• Rebecca Wiggins

Blog #3 Week 4

Blog #3 Week 4

The Benefits and Risks of Homogenous Teams

Chapter 4, The Founder’s Dilemmas

What are homogenous teams? These are teams of people from the same age, race, gender, or background. It’s simply a group of people that have a lot of similarities. Homophily is the attraction of people to each other that have these similarities. Remember the old saying, “Birds of a feather flock together.” (Wasserman, 2013, Loc No. 1426).

Here are 2 immediate issues of homogenous teams:

(a) Whether the founding team should be homogeneous or diverse?

(b) Whether to found a startup with family or close friends?

Homogeneity Versus Diversity

Homogeneous teams are 46 times more likely to found companies together (Loc no. 1429). Homophily powerfully affects the formation of founding teams by individual’s work experience. The greater the teams average years of work experience, the more variation there would be within the team due to young people. Young people have exciting ideas recruiting experienced cofounders to help them build the startup. Young cofounders are more up to date with the latest technology and social trends.

Short-term Benefits of Homogeneity

Speed! A cofounder from people we have important things in common is the quickest and easiest solution.

· It takes less time to find people who are like me in an important way.

· It takes less time to develop effective working relationships with people who are like me.

· When we share a background with other founders, we share a common language for the most effective communication.

· Trust develops faster and more effective. This is because we already understand each other and skip over part of the learning curve that absorbs the energies of people with different backgrounds.

· It’s easier to access similar people.

Diverse Teams:

Some studies show the greater the heterogeneity, the greater the risk of interpersonal and affective conflict, and lower group-level integration. The greater the heterogeneity among executive team members, the greater the risk of interpersonal and affective conflict (loc No. 1452). People run into problems if their differences result in conflict and not being open to each other’s different ideas.

Longest-term Risks of Homogeneity

Homogeneous teams have overlapping human capital making it likely the team has redundant strengths and miss critical skills. Heterogeneous teams are prone to internal conflict.

Founders fight their homophilic tendencies by taking a structure approach to defining the startup’s needs for human, social, and financial capital, assessing the gaps, and seeking cofounders who can fill them.
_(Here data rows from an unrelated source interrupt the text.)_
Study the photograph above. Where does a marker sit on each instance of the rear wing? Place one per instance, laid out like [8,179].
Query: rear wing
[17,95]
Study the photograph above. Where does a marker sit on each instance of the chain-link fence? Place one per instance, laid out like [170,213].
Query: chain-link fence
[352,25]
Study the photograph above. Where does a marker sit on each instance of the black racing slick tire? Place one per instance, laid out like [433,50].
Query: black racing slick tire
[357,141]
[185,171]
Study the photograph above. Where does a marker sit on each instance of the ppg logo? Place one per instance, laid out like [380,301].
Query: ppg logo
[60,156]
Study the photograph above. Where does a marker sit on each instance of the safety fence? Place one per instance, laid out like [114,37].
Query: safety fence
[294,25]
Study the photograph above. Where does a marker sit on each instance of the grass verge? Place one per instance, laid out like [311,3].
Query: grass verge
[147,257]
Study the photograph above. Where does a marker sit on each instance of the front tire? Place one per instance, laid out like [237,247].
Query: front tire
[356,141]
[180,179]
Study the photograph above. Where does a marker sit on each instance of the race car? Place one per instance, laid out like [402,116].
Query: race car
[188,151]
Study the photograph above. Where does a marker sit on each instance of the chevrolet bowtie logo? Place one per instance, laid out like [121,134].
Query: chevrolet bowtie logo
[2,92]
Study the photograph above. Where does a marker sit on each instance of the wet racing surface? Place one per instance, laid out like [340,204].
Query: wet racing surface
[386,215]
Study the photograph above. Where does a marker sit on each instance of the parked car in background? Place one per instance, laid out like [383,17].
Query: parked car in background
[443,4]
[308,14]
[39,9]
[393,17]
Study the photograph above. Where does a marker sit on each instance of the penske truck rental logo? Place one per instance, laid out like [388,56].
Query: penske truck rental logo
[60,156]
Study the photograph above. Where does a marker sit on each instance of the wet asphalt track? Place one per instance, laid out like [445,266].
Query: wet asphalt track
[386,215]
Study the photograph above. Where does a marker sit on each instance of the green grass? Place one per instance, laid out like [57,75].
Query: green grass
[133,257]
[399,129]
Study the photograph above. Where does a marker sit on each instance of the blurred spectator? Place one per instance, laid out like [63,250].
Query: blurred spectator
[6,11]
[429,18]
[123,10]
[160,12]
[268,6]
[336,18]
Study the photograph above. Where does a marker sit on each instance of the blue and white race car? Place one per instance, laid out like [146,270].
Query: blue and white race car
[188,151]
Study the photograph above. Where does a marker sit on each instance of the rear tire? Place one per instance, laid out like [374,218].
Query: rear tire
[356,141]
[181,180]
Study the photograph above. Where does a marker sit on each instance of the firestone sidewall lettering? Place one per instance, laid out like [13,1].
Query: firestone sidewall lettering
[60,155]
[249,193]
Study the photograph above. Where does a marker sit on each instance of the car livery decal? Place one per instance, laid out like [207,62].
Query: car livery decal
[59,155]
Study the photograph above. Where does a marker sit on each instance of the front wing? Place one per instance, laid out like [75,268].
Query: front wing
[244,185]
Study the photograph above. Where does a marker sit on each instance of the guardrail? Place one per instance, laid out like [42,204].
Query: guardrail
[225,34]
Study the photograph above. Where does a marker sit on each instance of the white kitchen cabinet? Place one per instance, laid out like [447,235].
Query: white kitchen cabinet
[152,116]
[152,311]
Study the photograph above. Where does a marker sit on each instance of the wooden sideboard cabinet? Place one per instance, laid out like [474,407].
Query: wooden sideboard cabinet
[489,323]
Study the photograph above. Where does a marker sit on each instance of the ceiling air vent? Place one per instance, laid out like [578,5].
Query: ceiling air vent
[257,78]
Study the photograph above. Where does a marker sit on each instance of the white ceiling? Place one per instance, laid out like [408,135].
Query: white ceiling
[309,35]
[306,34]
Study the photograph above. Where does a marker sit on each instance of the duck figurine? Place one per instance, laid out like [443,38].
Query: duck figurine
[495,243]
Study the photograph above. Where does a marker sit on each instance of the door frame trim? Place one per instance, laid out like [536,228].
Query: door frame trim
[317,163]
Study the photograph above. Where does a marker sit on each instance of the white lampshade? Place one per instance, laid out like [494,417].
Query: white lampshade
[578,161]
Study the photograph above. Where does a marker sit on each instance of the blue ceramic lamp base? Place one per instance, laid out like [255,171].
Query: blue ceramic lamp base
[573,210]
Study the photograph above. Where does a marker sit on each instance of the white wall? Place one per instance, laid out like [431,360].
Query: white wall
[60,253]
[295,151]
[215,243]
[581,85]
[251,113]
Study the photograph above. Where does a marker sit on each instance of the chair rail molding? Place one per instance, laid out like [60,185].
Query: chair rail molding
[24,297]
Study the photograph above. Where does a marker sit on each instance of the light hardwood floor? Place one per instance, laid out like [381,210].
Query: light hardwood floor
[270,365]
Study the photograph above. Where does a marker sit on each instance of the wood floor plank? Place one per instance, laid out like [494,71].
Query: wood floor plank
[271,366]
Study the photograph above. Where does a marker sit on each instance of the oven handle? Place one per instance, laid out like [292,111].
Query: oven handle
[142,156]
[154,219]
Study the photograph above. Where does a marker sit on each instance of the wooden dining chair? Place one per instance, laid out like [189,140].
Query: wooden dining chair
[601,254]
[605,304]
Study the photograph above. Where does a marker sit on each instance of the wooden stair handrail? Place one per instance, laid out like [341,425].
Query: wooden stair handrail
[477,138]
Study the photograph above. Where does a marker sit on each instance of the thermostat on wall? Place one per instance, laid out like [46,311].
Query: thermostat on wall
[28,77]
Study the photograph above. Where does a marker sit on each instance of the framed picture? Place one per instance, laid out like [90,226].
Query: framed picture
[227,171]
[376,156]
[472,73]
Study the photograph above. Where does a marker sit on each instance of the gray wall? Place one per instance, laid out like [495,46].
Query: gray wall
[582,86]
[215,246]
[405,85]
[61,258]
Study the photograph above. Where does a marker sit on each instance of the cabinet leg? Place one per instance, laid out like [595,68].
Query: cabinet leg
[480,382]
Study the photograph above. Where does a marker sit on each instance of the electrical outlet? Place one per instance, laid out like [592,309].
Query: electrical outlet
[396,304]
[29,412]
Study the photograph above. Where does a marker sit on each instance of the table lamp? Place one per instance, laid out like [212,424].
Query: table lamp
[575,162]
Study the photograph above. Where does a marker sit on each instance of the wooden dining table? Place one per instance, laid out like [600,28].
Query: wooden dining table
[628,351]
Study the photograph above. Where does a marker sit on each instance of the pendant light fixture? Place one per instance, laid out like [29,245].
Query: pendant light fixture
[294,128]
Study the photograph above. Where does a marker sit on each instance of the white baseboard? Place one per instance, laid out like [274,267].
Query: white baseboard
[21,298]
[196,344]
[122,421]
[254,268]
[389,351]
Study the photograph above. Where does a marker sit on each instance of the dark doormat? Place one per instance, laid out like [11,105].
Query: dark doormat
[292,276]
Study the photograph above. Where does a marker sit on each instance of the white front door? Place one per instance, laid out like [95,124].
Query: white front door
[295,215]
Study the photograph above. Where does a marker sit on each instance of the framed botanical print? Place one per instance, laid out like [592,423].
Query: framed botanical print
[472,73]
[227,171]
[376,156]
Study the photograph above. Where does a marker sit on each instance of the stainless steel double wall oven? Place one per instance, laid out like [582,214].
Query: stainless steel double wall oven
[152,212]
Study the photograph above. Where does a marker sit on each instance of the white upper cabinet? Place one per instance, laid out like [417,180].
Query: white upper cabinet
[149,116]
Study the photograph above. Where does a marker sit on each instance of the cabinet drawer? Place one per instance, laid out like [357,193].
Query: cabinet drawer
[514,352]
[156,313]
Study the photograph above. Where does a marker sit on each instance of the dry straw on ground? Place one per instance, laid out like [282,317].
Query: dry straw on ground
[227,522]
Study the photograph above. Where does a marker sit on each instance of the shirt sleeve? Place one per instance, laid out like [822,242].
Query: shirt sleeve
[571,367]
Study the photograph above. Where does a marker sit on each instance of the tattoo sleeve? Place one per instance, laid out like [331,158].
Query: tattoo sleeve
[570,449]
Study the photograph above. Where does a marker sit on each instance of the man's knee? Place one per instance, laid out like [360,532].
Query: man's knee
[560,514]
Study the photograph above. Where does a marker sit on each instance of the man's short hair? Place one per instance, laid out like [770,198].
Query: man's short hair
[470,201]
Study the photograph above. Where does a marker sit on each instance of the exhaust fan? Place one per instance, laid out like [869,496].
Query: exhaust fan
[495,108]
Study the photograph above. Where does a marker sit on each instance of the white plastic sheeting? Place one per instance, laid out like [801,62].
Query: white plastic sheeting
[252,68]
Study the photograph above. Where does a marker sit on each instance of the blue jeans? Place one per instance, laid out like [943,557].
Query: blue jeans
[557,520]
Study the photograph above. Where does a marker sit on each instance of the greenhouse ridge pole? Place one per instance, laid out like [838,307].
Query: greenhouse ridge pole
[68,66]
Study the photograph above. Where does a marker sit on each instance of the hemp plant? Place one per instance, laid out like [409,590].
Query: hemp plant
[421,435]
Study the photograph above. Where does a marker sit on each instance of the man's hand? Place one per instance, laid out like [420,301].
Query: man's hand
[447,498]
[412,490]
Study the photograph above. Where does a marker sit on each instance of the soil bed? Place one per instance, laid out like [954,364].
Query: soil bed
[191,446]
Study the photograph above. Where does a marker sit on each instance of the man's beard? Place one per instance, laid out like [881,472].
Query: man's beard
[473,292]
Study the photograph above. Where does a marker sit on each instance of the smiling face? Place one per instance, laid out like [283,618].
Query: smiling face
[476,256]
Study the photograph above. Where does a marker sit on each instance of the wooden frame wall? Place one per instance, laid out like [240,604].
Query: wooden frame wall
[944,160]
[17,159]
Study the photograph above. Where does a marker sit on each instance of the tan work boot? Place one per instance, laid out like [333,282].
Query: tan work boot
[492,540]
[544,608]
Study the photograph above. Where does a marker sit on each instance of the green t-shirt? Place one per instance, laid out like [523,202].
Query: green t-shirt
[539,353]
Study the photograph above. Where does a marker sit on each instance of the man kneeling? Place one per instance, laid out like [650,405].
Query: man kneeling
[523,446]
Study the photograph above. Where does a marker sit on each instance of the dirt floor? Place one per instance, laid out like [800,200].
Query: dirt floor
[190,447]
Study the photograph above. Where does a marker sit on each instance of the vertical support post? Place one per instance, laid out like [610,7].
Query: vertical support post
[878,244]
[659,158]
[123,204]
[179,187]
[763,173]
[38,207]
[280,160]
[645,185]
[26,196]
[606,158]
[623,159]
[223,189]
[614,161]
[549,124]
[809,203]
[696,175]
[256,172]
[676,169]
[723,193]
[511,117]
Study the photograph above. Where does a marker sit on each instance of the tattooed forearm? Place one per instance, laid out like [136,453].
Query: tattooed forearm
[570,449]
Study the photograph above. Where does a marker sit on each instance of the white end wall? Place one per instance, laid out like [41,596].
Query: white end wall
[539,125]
Down the road, they find out that their best friends share the same business skills and unfortunately, the same weaknesses. Diversity is the functional background of team members and it’s especially important in turbulent contexts. It enables teams to quickly adapt to changes. Founding teams with shared work experience at a prior company are likely to use “exploitation” strategy “a founding friend relationship can have too much stability, not enough change to grow the company or to grow with the company.” (location 1486).

As people suffer, friendships can suffer as people try to balance being nice and being business. Founders focus on diversity in skill sets. Diversity in networks also deserves attention. Teams with divine networks are very creative (loc No. 1498).


The Role of founders in building teams

“To avoid the "Me Incorporated" syndrome, you need to create strategic and tactical plans representing your solutions for recruiting, hiring, training, developing, compensating, and retaining personnel.” (Lahm).

3 steps for building an A-Player Team

1) Develop an A-player mind set

2) Interview all the time

3) And develop your company’s “farm team.” (Herrenkohl, 2010, loc No. 289).

Building my company’s brand attracts A-player employees as much as it attracts customers. My future managers and employees have to work with me to find new A players, then develop good leadership practices to make my investment in these A-players pay off. In order to be a great leader I must be a great recruiter (Loc No. 295).

No matter the size of our organization, we need people who possess hard and soft skills necessary to do a specific job. I need people that are willing to be practice, that take ownership of their work and think independently. My people are proactive, and problem solve.

“Before you take the entrepreneurial plunge, decide what kind of business you want to create. If you ask for something bigger, and justify it, you may just have a chance of making it happen.” (Lahm).



Bibliography:

Herrenkohl, Eric. How to Hire A-Players: Finding the Top People for Your Team- Even If You Don’t Have a Recruiting Department. 1st ed., Kindle ed., Wiley, 2010.


Lahm, Dr. Robert. “Starting Your Business: Avoiding the ‘Me Incorporated’ Syndrome.”

EzineArticles, 2005, EzineArticles.com/84345.


Wasserman, Noam. The Founder’s Dilemmas: Anticipating and Avoiding the Pitfalls That Can

Sink a Startup (The Kauffman Foundation Series on Innovation and Entrepreneurship). Illustrated, kindle ed., Princeton University Press, 2013.